At press time, congressional leaders were seeking to resolve an impasse over the insistence by some members of the Republican leadership to hold tax sweeteners in a pension reform bill hostage to an estate tax reform package.
At risk is a years-long effort to reform the defined benefit pension system and not impose billions of dollars of cost on the federal government to bail out insolvent pension plans.
Commenting on the issue at noon last Thursday, Dermot Healey, president of the Association for Advanced Life Underwriting, said, “While the situation remains fluid at this time, it remains clear that there is still an appetite for consideration of an estate tax reform proposal in Congress that would likely prove unsustainable over the long term.”
He said the House could consider something before adjournment and send it to the Senate for consideration in September, which was the subject of an urgent meeting at noon Thursday among the Senate Republican leadership, several Senate members of the pension reform conference committee, and Sen. Max Baucus, D-Mont., ranking minority member of the Senate Finance Committee and also a member of the conference committee.

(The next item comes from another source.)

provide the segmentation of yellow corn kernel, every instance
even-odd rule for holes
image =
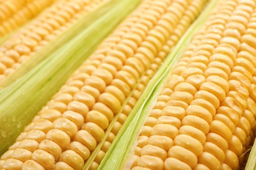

“AALU will continue its efforts to advocate in favor of fair, fiscally responsible and permanent estate tax reform, and AALU members will address this issue with legislators while they are in their home states during the August recess,” Healey said.
While negotiators working Wednesday night were able to resolve differences in the bill, four Republican senators who are members of the committee threatened not to sign the conference report if a package of so-called extenders of popular business tax cuts was removed from the pension reform bill and attached to a new estate tax bill.